Obesity is mediated by differential aryl hydrocarbon receptor signaling in mice fed a Western diet.
Environmental health perspectives
Adipose Tissue; Animals; Body Weight; Diet; Dietary Fats; Liver; Mice; Mice, Inbred C57BL; MicroRNAs; Models, Animal; Obesity; Polymerase Chain Reaction; RNA, Messenger; Receptors, Aryl Hydrocarbon; Signal Transduction
BACKGROUND: Obesity is a growing worldwide problem with genetic and environmental causes, and it is an underlying basis for many diseases. Studies have shown that the toxicant-activated aryl hydrocarbon receptor (AHR) may disrupt fat metabolism and contribute to obesity. The AHR is a nuclear receptor/transcription factor that is best known for responding to environmental toxicant exposures to induce a battery of xenobiotic-metabolizing genes.
OBJECTIVES: The intent of the work reported here was to test more directly the role of the AHR in obesity and fat metabolism in lieu of exogenous toxicants.

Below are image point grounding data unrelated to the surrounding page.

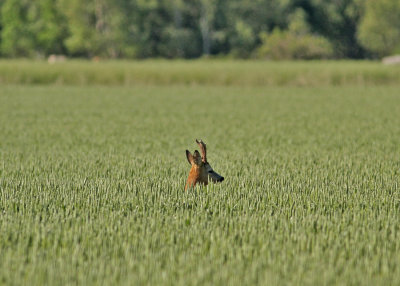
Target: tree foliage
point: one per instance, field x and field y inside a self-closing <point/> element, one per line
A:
<point x="380" y="27"/>
<point x="195" y="28"/>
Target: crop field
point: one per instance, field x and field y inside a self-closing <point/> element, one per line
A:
<point x="92" y="184"/>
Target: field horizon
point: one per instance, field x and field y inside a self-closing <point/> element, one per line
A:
<point x="92" y="182"/>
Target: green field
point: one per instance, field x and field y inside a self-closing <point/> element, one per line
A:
<point x="92" y="184"/>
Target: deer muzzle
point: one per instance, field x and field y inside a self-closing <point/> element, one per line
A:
<point x="215" y="177"/>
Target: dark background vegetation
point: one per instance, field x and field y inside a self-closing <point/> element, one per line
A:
<point x="274" y="29"/>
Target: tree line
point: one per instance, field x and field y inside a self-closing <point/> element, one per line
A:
<point x="275" y="29"/>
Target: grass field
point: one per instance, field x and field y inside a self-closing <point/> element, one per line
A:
<point x="92" y="178"/>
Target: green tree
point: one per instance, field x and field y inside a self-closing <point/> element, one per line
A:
<point x="17" y="38"/>
<point x="96" y="27"/>
<point x="338" y="21"/>
<point x="380" y="27"/>
<point x="49" y="28"/>
<point x="297" y="42"/>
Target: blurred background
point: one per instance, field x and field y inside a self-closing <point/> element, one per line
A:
<point x="137" y="29"/>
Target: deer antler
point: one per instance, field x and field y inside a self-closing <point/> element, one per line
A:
<point x="203" y="150"/>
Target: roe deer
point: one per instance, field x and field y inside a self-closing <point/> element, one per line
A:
<point x="201" y="172"/>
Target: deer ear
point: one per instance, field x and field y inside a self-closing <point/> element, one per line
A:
<point x="189" y="156"/>
<point x="197" y="157"/>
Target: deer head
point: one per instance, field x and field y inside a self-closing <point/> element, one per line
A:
<point x="201" y="171"/>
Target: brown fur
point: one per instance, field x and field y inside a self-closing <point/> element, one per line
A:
<point x="197" y="174"/>
<point x="200" y="171"/>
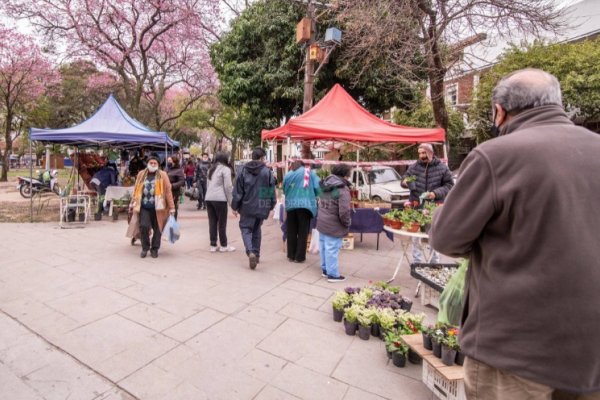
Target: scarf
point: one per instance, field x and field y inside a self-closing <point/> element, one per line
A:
<point x="159" y="200"/>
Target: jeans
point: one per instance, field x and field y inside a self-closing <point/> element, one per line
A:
<point x="251" y="233"/>
<point x="217" y="218"/>
<point x="329" y="251"/>
<point x="418" y="253"/>
<point x="149" y="221"/>
<point x="298" y="226"/>
<point x="484" y="382"/>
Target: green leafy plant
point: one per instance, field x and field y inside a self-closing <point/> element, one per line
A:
<point x="341" y="300"/>
<point x="351" y="313"/>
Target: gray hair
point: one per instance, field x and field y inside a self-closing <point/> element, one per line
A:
<point x="527" y="88"/>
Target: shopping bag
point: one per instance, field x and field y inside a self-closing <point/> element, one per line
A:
<point x="172" y="230"/>
<point x="313" y="248"/>
<point x="451" y="299"/>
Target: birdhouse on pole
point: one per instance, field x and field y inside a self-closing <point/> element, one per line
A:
<point x="303" y="30"/>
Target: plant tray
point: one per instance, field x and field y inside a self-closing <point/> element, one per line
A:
<point x="442" y="387"/>
<point x="429" y="282"/>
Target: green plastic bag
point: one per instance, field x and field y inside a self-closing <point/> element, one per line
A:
<point x="451" y="299"/>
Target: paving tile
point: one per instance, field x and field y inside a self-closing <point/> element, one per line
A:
<point x="91" y="304"/>
<point x="261" y="317"/>
<point x="195" y="324"/>
<point x="271" y="393"/>
<point x="306" y="345"/>
<point x="306" y="384"/>
<point x="115" y="346"/>
<point x="151" y="317"/>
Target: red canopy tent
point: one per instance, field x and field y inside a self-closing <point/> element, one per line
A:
<point x="339" y="117"/>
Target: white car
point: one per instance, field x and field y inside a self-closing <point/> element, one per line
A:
<point x="379" y="184"/>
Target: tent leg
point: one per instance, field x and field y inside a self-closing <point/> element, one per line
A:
<point x="30" y="180"/>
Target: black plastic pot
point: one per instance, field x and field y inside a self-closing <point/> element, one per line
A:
<point x="460" y="358"/>
<point x="448" y="355"/>
<point x="350" y="327"/>
<point x="375" y="330"/>
<point x="364" y="332"/>
<point x="437" y="348"/>
<point x="338" y="315"/>
<point x="398" y="359"/>
<point x="427" y="341"/>
<point x="413" y="357"/>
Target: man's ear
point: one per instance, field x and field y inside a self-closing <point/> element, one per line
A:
<point x="500" y="114"/>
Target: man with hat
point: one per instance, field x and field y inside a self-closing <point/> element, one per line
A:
<point x="433" y="182"/>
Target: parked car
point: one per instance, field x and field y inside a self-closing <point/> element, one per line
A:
<point x="379" y="184"/>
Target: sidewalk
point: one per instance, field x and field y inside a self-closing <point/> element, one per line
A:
<point x="82" y="316"/>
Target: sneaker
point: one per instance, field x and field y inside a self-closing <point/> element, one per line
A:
<point x="252" y="260"/>
<point x="334" y="279"/>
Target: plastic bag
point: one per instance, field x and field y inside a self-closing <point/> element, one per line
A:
<point x="451" y="299"/>
<point x="172" y="229"/>
<point x="313" y="247"/>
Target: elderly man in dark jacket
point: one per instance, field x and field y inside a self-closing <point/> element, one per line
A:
<point x="253" y="198"/>
<point x="524" y="211"/>
<point x="333" y="220"/>
<point x="433" y="182"/>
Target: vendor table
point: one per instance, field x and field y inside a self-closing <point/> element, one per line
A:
<point x="364" y="220"/>
<point x="116" y="193"/>
<point x="405" y="242"/>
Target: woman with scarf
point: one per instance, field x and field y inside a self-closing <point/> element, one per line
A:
<point x="301" y="188"/>
<point x="152" y="203"/>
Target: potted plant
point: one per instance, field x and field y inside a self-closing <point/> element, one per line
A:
<point x="449" y="347"/>
<point x="365" y="319"/>
<point x="340" y="301"/>
<point x="426" y="332"/>
<point x="351" y="319"/>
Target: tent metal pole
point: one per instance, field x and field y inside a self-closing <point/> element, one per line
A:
<point x="30" y="180"/>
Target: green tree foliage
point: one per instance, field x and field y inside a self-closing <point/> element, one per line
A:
<point x="574" y="64"/>
<point x="261" y="72"/>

METHODS: We used two congenic mouse models that differ at the Ahr gene and encode AHRs with a 10-fold difference in signaling activity. The two mouse strains were fed either a low-fat (regular) diet or a high-fat (Western) diet.
RESULTS: The Western diet differentially affected body size, body fat:body mass ratios, liver size and liver metabolism, and liver mRNA and miRNA profiles. The regular diet had no significant differential effects.
CONCLUSIONS: The results suggest that the AHR plays a large and broad role in obesity and associated complications, and importantly, may provide a simple and effective therapeutic strategy to combat obesity, heart disease, and other obesity-associated illnesses.
Kerley-Hamilton, J., Trask, H., Ridley, C., Dufour, E., Ringelberg, C., Nurinova, N., Wong, D., Moodie, K., Shipman, S., Moore, J., Korc, M., Shworak, N. W., & Tomlinson, C. (2012). Obesity is mediated by differential aryl hydrocarbon receptor signaling in mice fed a Western diet.. Environmental health perspectives, 120 (9). http://dx.doi.org/10.1289/ehp.1205003
This is an open access PubMed Central article.